A rather faithful adaptation to the big screen, the scenario, co-penned by Elliott and Sheridan Jobbins, brings to the fore Coward's ideas, which are grounded in the reality of the 1920s, but remain surprisingly relevant today.
Stylishly directed by Elliott, "Easy Virtue" benefits from strong performances of the entire cast, from the leads all the way down to the supporting thespians. It takes some time to get used to Biel's delivery, which is awkward, in line with the part that she plays, that of a bright, avant-garde woman who refuses to play by the rules. The multi-nuanced roles calls for a more skillful and stylish actress; Biel is just adequate.
Flawless, multi-layered turns are rendered by Kristin Scott Thomas, as the stoic yet neurotic and possessive mother, and Colin Firth, as the war-weary head of the household who spends most of his time in his garage. Also good in smaller but significant roles are Kris Marshall, as Furber, the Whittaker's butler, Katherine Parkinson, as the eldest daughter Marion, and Kimberly Nixon, as Hilda, the youngest and impressionable daughter.
Considering its relative small budget and short shooting schedule (about seven weeks), "Easy Virtue" is an elegant and lavish production, which takes full advantage of its magnificent settings of stately homes, such as Flintham Hall in Nottingham, Englefield House (near Reading in Berkshire), and Wimpole Hall in Cambridgeshire.
Nice review, but you made a few mistakes. John and Larita marry in France, not Chicago, after meeting in Monte Carlo. Although the basic plot is the same, this film is considerably changed from the original play and 1928 movie -- especially the scandal in Larita's past. The euthanasia element was invented for this version.
Yes, no use to compare this film with the play or 1928 Hitchcock's film. Only the names and position of some of the characters are similar, and the main fact that a young heir suddenly marries "not so young a bride" - who is absolutely stranger to the family.
And that's nearly all about it. In the play we even never know something evident about her past - who Larita is and who and where has she been before. English? Seems not. French - impossble to tell. Mostly her guilt in the eyes of the mother that Larita is a stranger and therefore can't be trusted. Only some rumours about her lovers and divorse - that's all.

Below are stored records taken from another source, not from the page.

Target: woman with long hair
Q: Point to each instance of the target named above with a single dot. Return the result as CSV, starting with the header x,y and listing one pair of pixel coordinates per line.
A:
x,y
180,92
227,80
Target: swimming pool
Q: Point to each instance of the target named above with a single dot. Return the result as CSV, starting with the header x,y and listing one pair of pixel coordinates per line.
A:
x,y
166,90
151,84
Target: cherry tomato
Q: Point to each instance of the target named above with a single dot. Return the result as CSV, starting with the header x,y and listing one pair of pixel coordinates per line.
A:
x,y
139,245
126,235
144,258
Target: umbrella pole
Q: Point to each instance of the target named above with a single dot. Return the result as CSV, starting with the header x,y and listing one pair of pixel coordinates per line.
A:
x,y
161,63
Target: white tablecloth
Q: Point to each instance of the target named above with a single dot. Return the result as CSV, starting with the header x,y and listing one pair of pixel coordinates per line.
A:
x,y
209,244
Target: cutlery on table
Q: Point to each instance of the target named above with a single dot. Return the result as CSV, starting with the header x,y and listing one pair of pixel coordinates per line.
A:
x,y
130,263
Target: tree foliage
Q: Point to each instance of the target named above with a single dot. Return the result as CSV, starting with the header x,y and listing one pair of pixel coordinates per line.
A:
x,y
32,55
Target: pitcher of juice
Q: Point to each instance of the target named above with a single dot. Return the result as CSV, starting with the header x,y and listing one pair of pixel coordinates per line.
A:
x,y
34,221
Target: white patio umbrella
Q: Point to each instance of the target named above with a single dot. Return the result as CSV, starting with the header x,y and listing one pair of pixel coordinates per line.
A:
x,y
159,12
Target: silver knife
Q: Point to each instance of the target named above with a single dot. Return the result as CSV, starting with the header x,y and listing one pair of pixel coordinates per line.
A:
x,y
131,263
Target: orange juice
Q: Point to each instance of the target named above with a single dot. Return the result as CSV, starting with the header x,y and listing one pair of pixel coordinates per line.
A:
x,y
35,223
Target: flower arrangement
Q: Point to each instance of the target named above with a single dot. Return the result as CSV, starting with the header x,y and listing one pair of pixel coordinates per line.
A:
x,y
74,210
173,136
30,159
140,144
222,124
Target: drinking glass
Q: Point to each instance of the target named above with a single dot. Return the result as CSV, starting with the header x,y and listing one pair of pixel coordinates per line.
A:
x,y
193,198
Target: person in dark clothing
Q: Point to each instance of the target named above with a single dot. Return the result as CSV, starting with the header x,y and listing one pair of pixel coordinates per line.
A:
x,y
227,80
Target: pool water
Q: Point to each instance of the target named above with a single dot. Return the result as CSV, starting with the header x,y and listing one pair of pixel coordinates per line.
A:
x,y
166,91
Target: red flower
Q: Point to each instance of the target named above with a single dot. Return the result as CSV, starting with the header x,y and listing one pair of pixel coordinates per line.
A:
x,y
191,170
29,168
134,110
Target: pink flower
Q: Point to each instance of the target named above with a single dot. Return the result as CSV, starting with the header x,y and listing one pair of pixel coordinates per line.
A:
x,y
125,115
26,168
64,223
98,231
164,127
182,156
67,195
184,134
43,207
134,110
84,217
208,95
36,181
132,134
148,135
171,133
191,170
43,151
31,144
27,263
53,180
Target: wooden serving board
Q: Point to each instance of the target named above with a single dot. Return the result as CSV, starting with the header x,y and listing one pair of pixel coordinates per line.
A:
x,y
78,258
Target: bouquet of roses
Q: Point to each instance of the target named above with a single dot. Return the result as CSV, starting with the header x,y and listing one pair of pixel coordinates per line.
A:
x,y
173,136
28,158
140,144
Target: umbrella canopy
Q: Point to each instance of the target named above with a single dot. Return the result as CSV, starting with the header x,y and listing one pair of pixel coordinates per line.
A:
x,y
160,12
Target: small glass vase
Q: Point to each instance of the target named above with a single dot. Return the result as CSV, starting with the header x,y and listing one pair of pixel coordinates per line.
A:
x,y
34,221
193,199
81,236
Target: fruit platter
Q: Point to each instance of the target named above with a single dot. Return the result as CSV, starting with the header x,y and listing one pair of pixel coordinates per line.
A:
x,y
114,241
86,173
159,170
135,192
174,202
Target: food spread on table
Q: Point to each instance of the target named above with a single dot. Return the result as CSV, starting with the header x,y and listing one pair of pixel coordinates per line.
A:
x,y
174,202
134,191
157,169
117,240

Hitchcock couldn't play with the wit of the play in his silent film, really, but his film had set greatly important a subject - divorce. One must have a proof of one's marriage partner's guilt (usually - infidelity) to get a divorce. Some problems of disaccord or lack of understanding had no chance in 20-ies. So, abusing of innocent, wife in most cases, was quite a common then, as we see Larita's problem in 1928 "Easy Virtue". She's married to a druncard and innocent, but brought in a verdict as guilty and divorced. It means from that day she was like a woman of an easy virtue. So, when in the end she left her second's husband home without intention to defend herself in impending divorse suit - well, the society only was satislied to have a proof the woman really was of Easy Virtue. The film starts with the first suit advertisement and ends with advertisement about the second divorse. Aye, Hitch was A Master.